Editors: Before Christmas, Cat kept singing a stupid song about wanting a hippopotamus for Christmas
Apparently she was only kidding, or the other humans had more common sense, because there were no animals under the tree. Don’t get us wrong. You know we’re all about animals here in Cheeseland. But most of the animals work from their native habitat, and we weren’t sure there is enough space here for a hippo.
We wanted to do some research and asked R. Tavi, our Asian correspondent, to take a trip to Africa.
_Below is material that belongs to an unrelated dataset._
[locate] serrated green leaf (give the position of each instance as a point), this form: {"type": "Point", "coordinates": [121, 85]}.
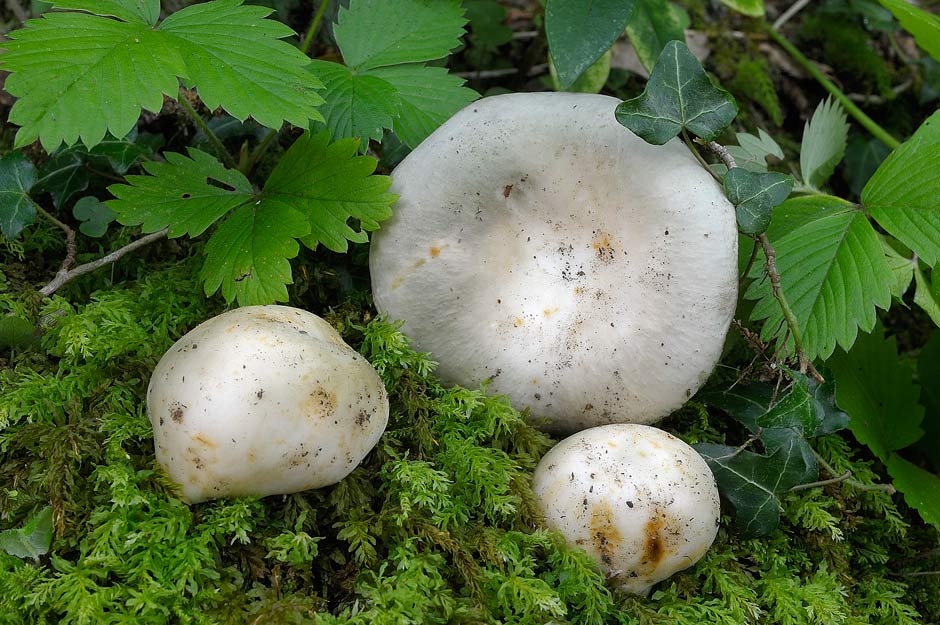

I went to Kenya to speak with Nala, an East African hippopotamus. I first thing I noticed was that hippos are really big.
Tavi: Good morning Nala
Nala: Good morning. Don’t bother asking. I weigh 1,200 pounds. I don’ know why everyone is so interested in my weight. I have a big skeleton. In fact it runs in the family, the hippo family. We’re big animals. My husband weighs 2,000 pounds. Get over it.
Tavi: I apologize. I just don’t get around large animals much. I live in India. We have elephants, but that’s about it.
Nala (huffily): Then you should have seen someone bigger than me.
Tavi (trying to change the subject): So what do hippos generally eat?
Nala: You want to find out why I’m so big? For your information, we hippos live on salad. I have never touched meat. And I don’t eat sugar. I’m not fat. It’s just genetics.
Tavi: I apologize. I obviously have offended you. Perhaps we could start over.
Nala: I suppose that might work.
Tavi: How do you spend your days?
Nala: It’s pretty hot here. I like to be submerged in the water most of day. There is excellent eating in the lake. Once in a while I go over there. (Points at some yams growing in a field.) I love yams.
Tavi: Doesn’t the farmer object to you raiding his field?
Nala: What do you mean “raiding”? If he didn’t want hippos in his field, he shouldn’t have planted so close to the lake.
Tavi: So it’s an amicable relationship.
Nala: Not really. I’d really be just as happy if he would just go away. Then I wouldn’t have to try to kill him every time he comes after me.
Tavi is beginning to wonder if there was anything they could talk about that wouldn’t upset the hippo.
Tavi: What do you like to do for fun?
Nala (giggling): My favorite is to fling dung at people and other animals.
Tavi: It doesn’t sound like you’re very fond of humans.
Nala (growling): I hate humans! They bring their stupid boats into our lakes and try to take pictures of us. It serves them right when we tip over their boats and kill them. They’re lucky we’re not carnivores.
Tavi: I suppose you’re right. You’re very fond of living here, aren’t you?
Nala: It’s a wonderful place. Cool water, good food, warm sun.
Tavi: I don’t suppose you’d be interested in traveling, would you?
Nala: Never. I can’t imagine living anywhere else.
Tavi: Thank you for your time. I wish you well.
Nala: Thank you.
Tavi returns home understanding why hippos have a reputation for being aggressive. He can’t imagine why Cat would want to bring one home.
All pictures courtesy of Google Images, video from Youtube.
7 thoughts on “No Hippopotamus for Christmas”
Phew…tricky subject to interview…bit like Oliver Reed when he ‘d had a few. Well done!
Thank you. Who knew they could be so sensitive?
Oh MeOWwwwww Hippos sure aren’t furiendly are they? We sure hope we never come across one here. You were very brave to do dat innerview. MOL Big hugs and Happy Mew Year.
Dezi and Raena
We had no idea hippos could be so grouchy. Must be all that sun on their heads all the time.
Yeah or maybe their expansive waistlines. MOL
Dezi and Raena
The “hippo” song is a real “earworm” I think is the term.